On the left, go to Select/Manipulate, and Add selector. Choose rlnTomoName, and select only the tomogram you want (here 50)
Now, only the particles from tomogram 50 are visible:
The centre of the particles is represented by balls, and their orientation by the arrows. However, you see all particles from all the slices are represented, you can change it by pressing Clip on the top. Now only the particles close (in Z) to the plane you are looking at will be visible. Easier for inspection.
You can also hide the tomogram and just look at the particles. Here, for example, you can see a pattern; these particles appear to all be oriented the same way.
Let’s try to attach a volume to these particles, to have a better idea of what is happening. On the left window, Open Geomodel (a .mrc volume, for example, the template used for template matching, or the volume you obtained during STA) Then on the right, on the Visualisation tab, at the bottom, on the Add new surface part, click on Attach Model. Now we have ribosomes! You can play for the Surface Level to make it nice.
Here you can see that many of them are nicely organised, these are ER-bound polysomes.
You can also open multiple particle lists from multiple complexes as well as membrane segmentation, to understand how all these thing are organized in 3D, and to create nice figures.

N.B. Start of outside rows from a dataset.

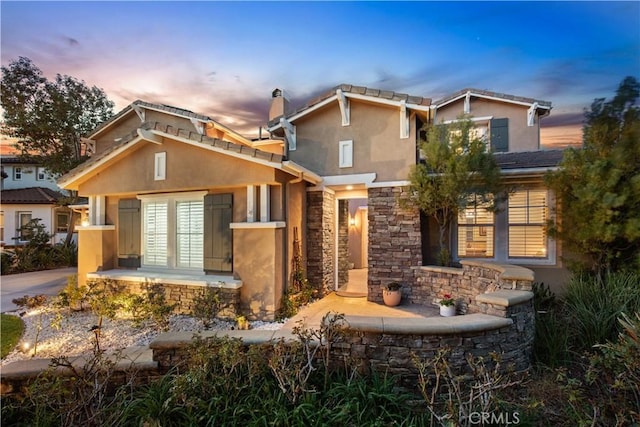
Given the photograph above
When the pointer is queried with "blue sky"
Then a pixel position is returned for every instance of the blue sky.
(222, 59)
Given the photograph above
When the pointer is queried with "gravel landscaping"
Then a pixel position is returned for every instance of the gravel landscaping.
(60, 333)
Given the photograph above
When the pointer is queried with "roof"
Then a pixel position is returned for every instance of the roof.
(361, 92)
(16, 160)
(168, 109)
(151, 130)
(495, 95)
(529, 159)
(31, 196)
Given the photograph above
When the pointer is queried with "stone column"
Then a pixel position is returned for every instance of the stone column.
(395, 247)
(343, 242)
(321, 240)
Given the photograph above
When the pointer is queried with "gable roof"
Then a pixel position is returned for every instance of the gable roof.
(385, 97)
(31, 196)
(140, 105)
(478, 93)
(153, 131)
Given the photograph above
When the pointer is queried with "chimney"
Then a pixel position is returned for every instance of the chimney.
(279, 104)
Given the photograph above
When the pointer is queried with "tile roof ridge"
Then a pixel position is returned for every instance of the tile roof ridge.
(485, 92)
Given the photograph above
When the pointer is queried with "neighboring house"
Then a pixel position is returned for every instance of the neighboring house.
(29, 192)
(179, 198)
(175, 197)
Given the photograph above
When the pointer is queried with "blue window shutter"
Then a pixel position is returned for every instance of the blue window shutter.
(218, 247)
(499, 135)
(129, 222)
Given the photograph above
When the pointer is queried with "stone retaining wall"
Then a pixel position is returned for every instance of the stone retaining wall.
(466, 283)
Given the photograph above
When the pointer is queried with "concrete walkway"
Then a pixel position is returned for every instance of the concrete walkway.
(47, 282)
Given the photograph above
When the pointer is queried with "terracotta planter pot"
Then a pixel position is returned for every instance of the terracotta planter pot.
(391, 298)
(447, 310)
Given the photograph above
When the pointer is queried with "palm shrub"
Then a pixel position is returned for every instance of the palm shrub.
(594, 306)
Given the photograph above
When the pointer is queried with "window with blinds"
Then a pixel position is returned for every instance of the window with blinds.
(155, 233)
(190, 233)
(476, 233)
(528, 212)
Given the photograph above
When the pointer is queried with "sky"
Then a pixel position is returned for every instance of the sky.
(223, 59)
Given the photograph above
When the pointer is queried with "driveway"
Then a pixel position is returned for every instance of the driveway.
(48, 282)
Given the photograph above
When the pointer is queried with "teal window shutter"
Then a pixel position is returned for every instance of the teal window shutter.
(218, 245)
(129, 222)
(499, 135)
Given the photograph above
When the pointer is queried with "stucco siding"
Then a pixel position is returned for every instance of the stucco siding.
(187, 168)
(521, 136)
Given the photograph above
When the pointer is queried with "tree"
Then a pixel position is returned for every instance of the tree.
(598, 186)
(458, 172)
(49, 118)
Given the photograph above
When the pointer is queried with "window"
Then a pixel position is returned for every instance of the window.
(23, 219)
(155, 233)
(62, 222)
(345, 154)
(190, 233)
(160, 166)
(475, 233)
(173, 231)
(527, 217)
(41, 174)
(500, 135)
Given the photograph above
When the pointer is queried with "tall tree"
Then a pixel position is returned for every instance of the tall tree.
(458, 172)
(49, 118)
(598, 186)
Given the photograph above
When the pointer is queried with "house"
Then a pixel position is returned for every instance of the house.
(30, 192)
(178, 199)
(363, 142)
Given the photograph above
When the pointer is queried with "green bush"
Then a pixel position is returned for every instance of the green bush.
(551, 343)
(38, 253)
(594, 306)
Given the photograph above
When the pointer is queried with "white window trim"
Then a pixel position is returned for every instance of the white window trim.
(171, 199)
(344, 147)
(41, 170)
(501, 238)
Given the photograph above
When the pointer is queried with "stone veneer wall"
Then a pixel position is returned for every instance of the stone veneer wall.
(395, 247)
(182, 295)
(388, 353)
(320, 240)
(466, 283)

Alternatives to template matching
While template matching is a standard method, several alternative approaches have been developed for identifying macromolecules within a dense cellular environment. Especially, in the case where you don’t know what your particle looks like, template matching falls short.
Manual Picking
- If you can recognise your particle of interest in the tomograms, you can manually select them in IMOD or with ArtiaX
Machine Learning-Based Methods
- TomoTwin: Employs deep metric learning to embed tomograms into a high-dimensional space, enabling the identification of proteins without the need for manual annotation or retraining for each new protein.
- crYOLO: A convolutional neural network-based tool that applies the YOLO (You Only Look Once) object detection system for fast and accurate particle picking. It offers pre-trained models and supports training on user-specific datasets.

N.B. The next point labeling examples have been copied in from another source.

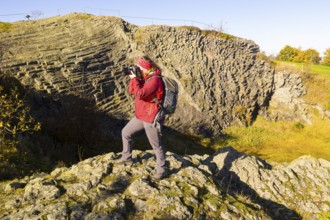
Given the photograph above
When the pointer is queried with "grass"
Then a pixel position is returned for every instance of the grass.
(281, 141)
(301, 67)
(284, 141)
(6, 26)
(316, 78)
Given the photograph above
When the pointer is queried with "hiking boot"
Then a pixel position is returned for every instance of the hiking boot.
(123, 161)
(158, 176)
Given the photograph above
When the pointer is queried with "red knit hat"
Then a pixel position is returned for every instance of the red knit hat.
(144, 63)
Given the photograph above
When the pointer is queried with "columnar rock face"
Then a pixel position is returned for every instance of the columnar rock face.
(221, 81)
(225, 185)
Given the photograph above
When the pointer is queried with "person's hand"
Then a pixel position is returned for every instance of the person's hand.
(132, 75)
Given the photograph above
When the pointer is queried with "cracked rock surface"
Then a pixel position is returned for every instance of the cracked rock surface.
(228, 183)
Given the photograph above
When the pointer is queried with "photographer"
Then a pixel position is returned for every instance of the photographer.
(145, 85)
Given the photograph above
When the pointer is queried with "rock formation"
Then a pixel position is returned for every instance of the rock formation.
(225, 185)
(221, 80)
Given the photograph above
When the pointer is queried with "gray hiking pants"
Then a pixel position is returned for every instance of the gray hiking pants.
(134, 126)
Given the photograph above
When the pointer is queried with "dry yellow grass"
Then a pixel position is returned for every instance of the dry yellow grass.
(284, 141)
(281, 141)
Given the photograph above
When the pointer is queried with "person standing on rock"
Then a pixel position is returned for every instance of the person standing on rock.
(146, 85)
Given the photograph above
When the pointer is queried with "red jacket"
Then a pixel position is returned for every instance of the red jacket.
(144, 91)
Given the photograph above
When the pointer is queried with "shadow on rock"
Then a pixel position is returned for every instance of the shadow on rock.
(234, 186)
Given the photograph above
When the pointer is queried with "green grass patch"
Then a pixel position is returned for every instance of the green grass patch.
(281, 141)
(6, 27)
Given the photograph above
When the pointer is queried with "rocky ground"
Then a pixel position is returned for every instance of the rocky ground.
(225, 185)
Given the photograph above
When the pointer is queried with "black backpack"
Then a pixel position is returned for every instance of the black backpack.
(170, 96)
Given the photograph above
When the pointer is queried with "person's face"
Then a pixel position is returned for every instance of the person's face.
(143, 70)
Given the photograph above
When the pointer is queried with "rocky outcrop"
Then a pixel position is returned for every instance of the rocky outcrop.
(287, 102)
(225, 185)
(221, 81)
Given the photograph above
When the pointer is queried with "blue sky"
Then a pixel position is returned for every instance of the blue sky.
(271, 24)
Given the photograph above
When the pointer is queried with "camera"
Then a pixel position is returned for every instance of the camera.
(135, 69)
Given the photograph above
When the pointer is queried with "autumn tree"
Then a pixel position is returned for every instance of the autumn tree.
(307, 56)
(326, 58)
(288, 53)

- ProPicker: A promptable segmentation method that allows for selective detection of specific proteins in cryo-ET tomograms, facilitating targeted particle picking.
- and many more!
Geometry-Based Methods
- MPicker: Focuses on membrane-associated particles by generating flattened tomograms to reduce membrane curvature, enhancing the visualisation and localisation of proteins on membranes.
- MemBrain-pick: Part of the MemBrain suite, this tool utilises pre-existing membrane segmentations to localise membrane-associated particles. It converts segmentations into mesh representations, which can be manually annotated using Surforama to train models for particle prediction.